Ingesting carbohydrate (CHO) beverages at regular intervals during prolonged strenuous exercise is associated with fewer numbers of circulating neutrophils and attenuated neutrophil functional responses (Bishop et al. 2000). These effects are thought to be largely mediated through the influence of CHO in blunting the stress hormone response to exercise, particularly that of cortisol (Gleeson & Bishop, 2000). However, there is little information concerning the effect of fluid intake alone on immune responses to prolonged exercise, yet reports suggest that restricting fluid intake during exercise augments the plasma cortisol response (McGregor et al. 1999). Therefore, the aim of the present study was to investigate the influence of regular fluid ingestion compared with no fluid ingestion during a bout of prolonged cycling on plasma cortisol, circulating neutrophil and lipopolysaccharide (LPS)-stimulated neutrophil degranulation responses.

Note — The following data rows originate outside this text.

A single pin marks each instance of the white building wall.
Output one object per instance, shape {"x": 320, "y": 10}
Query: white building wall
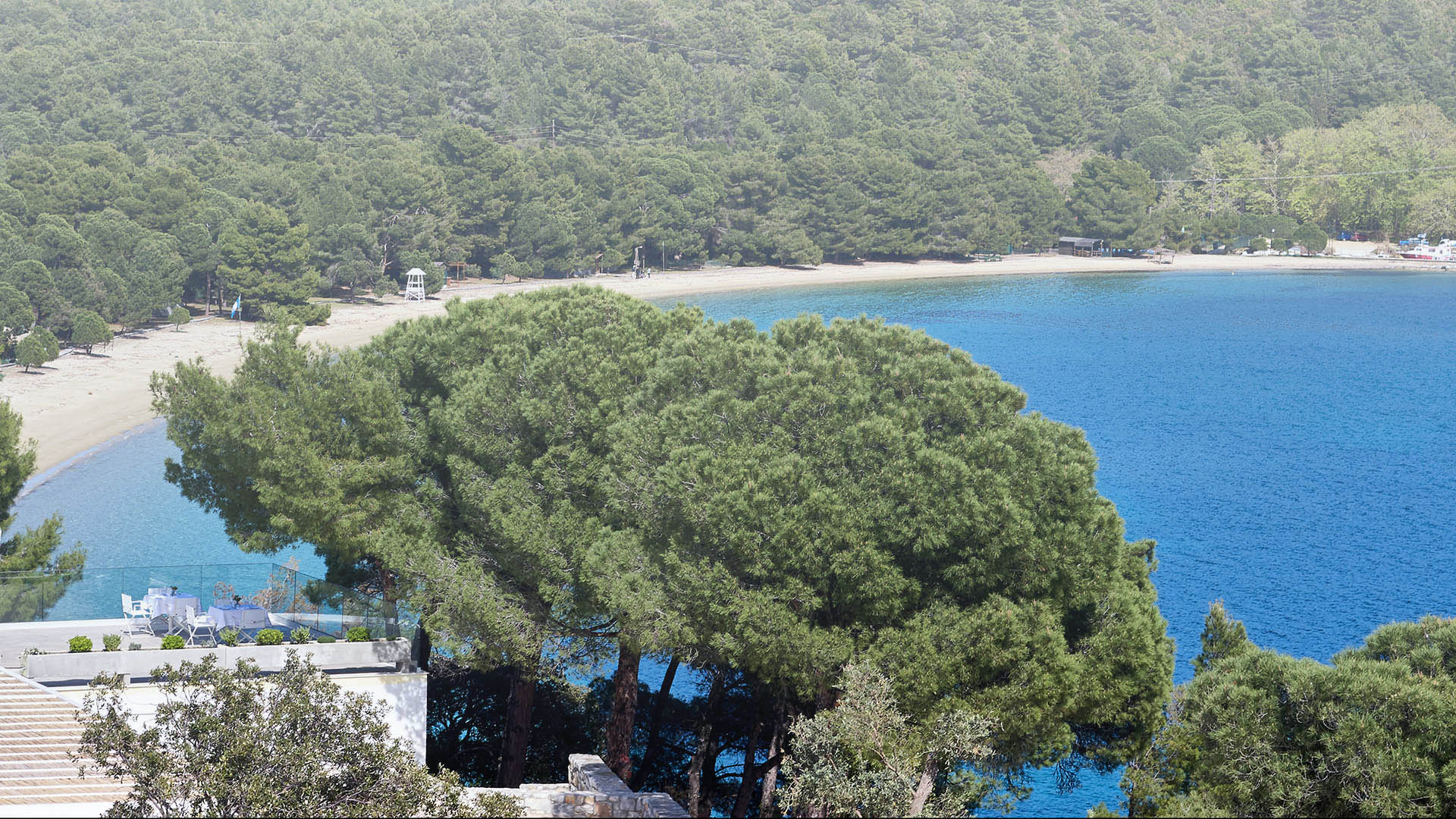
{"x": 403, "y": 695}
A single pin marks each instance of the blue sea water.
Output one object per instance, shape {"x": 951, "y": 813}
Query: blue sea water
{"x": 1286, "y": 438}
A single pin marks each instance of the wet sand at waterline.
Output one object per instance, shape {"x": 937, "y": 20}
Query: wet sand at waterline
{"x": 80, "y": 401}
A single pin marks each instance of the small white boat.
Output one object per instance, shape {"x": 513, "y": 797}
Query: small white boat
{"x": 1442, "y": 253}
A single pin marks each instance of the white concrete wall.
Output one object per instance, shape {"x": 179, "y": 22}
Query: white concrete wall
{"x": 403, "y": 695}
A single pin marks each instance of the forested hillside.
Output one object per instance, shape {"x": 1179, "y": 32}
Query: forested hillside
{"x": 171, "y": 150}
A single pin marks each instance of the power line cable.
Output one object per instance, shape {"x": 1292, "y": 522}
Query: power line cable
{"x": 1332, "y": 175}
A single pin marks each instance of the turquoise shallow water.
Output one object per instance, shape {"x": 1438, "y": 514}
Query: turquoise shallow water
{"x": 1288, "y": 439}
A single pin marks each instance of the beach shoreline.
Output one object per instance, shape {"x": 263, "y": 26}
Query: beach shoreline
{"x": 80, "y": 403}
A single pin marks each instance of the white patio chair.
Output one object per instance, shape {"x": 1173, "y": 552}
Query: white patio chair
{"x": 136, "y": 614}
{"x": 199, "y": 623}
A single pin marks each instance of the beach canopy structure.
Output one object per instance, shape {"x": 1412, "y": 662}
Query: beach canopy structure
{"x": 416, "y": 284}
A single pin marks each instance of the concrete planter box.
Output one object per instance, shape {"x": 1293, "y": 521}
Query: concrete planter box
{"x": 268, "y": 657}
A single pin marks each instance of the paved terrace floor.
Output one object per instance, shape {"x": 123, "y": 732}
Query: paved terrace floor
{"x": 55, "y": 635}
{"x": 38, "y": 730}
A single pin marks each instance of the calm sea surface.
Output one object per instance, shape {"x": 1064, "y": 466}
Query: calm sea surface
{"x": 1288, "y": 439}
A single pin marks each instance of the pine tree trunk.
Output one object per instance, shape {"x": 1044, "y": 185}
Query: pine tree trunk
{"x": 623, "y": 711}
{"x": 705, "y": 732}
{"x": 770, "y": 773}
{"x": 750, "y": 771}
{"x": 654, "y": 738}
{"x": 517, "y": 727}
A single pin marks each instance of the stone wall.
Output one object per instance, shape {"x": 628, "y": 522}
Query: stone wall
{"x": 590, "y": 790}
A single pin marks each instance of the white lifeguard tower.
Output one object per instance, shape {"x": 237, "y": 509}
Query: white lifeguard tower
{"x": 416, "y": 284}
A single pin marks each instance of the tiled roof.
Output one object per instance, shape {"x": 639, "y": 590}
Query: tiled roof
{"x": 36, "y": 732}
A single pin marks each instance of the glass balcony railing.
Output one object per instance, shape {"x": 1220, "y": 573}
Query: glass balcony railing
{"x": 291, "y": 596}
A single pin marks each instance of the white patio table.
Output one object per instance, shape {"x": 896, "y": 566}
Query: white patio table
{"x": 239, "y": 615}
{"x": 174, "y": 608}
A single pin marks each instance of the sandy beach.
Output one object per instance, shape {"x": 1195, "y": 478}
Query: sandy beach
{"x": 80, "y": 401}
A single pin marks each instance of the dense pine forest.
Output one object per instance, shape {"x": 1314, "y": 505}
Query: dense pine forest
{"x": 166, "y": 152}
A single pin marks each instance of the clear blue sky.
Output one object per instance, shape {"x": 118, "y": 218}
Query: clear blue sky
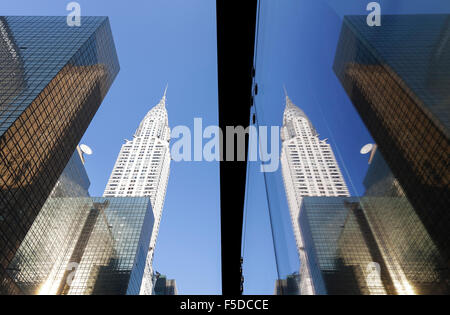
{"x": 160, "y": 42}
{"x": 174, "y": 41}
{"x": 296, "y": 47}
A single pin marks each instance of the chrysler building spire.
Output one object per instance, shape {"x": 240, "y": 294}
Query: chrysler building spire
{"x": 142, "y": 170}
{"x": 309, "y": 168}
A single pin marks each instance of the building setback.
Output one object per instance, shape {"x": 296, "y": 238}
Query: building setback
{"x": 309, "y": 168}
{"x": 142, "y": 169}
{"x": 57, "y": 78}
{"x": 397, "y": 77}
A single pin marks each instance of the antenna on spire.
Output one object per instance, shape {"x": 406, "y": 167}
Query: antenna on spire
{"x": 165, "y": 91}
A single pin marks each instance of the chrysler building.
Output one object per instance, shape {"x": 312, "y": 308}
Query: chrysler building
{"x": 309, "y": 168}
{"x": 142, "y": 170}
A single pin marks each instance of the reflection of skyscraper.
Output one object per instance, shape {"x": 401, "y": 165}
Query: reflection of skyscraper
{"x": 397, "y": 77}
{"x": 12, "y": 76}
{"x": 47, "y": 246}
{"x": 309, "y": 168}
{"x": 41, "y": 126}
{"x": 341, "y": 249}
{"x": 411, "y": 256}
{"x": 114, "y": 248}
{"x": 142, "y": 169}
{"x": 164, "y": 286}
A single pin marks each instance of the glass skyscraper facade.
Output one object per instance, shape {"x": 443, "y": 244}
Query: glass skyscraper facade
{"x": 309, "y": 168}
{"x": 397, "y": 78}
{"x": 53, "y": 79}
{"x": 115, "y": 246}
{"x": 47, "y": 246}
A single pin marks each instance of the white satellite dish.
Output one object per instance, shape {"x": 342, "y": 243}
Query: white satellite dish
{"x": 85, "y": 149}
{"x": 366, "y": 149}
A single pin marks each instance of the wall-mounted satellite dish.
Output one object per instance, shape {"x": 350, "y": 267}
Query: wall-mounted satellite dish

Following Loughborough University Ethical Committee approval, nine recreationally active males (means ± S.E.M.: age 21 ± 0 years, body mass 72.6 ± 1.6 kg,V_O2,max 55.5 ± 1.9 ml kg^-1 min^-1) volunteered to participate in the study. On two occasions, separated by 1 week, subjects reported to the laboratory following an overnight fast and were assigned to either the fluid (F) or no fluid (NF) trial. On the F trial subjects consumed 5 ml (kg body mass)^-1 of artificially sweetened lemon flavoured water 5 min before cycling for 2 h on a stationary ergometer at 65 %V_O2,max. Subjects consumed a further 2 ml (kg body mass)^-1 of the flavoured water at 15 min intervals throughout the exercise. On the NF trial no fluid was consumed before or during exercise. On both trials subjects consumed 5 ml (kg body mass)^-1 of flavoured water at 5 min post-exercise. The order of the trials was randomised. Laboratory conditions were 19 ± 0 °C and 58 ± 2 % humidity. Venous blood samples were obtained from a superficial forearm vein at 10 min pre-exercise, immediately post-exercise and at 1 h post-exercise. Plasma cortisol was measured using ¹²⁵I radioimmunoassay. Blood neutrophil counts were performed using a Sysmex SE9000 cell counter. The in vitro neutrophil degranulation response (elastase release) to bacterial LPS was assessed as described by Blannin et al. (1997). Results were analysed using a two-factor (time X trial) repeated measures ANOVA with post-hoc Tukey and paired t tests applied where appropriate. Statistical significance was accepted at P < 0.05.

Mean sweat rate (calculated from net body mass loss) during both exercise trials was 0.76 ± 0.05 l h^-1. Immediately post-exercise, plasma cortisol concentration had increased significantly from pre-exercise values on both trials (F: pre-exercise, 453 ± 42 nM, post-exercise, 592 ± 46 nM, P < 0.01; NF: pre-exercise, 416 ± 29 nM, post-exercise, 670 ± 63 nM, P < 0.01) and was significantly higher on the NF trial compared with the F trial (P < 0.05). Numbers of circulating neutrophils increased similarly on both trials over the sample time points to 12.6 ± 0.9 X 10⁹ cells l^-1 and 12.9 ± 0.5 X 10⁹ cells l^-1 at 1 h post-exercise on the F and NF trials, respectively (main effect of time, P < 0.001). LPS-stimulated elastase release per neutrophil decreased similarly on both trials in response to the exercise (F: pre-exercise, 167 ± 23 fg cell^-1, post-exercise, 100 ± 10 fg cell^-1; NF: pre-exercise, 173 ± 13 fg cell^-1, post-exercise, 99 ± 12 fg cell^-1, main effect of time, P < 0.001). Plasma volume changes were -5.0 ± 0.6% (F) and -6.5 ± 1.0% (NF) (n.s.). Adjusting the data for changes in plasma volume did not alter the relationships observed. These data suggest that in ambient environmental conditions fluid ingestion alone has negligible influence on circulating neutrophil and LPS-stimulated neutrophil degranulation responses to prolonged exercise.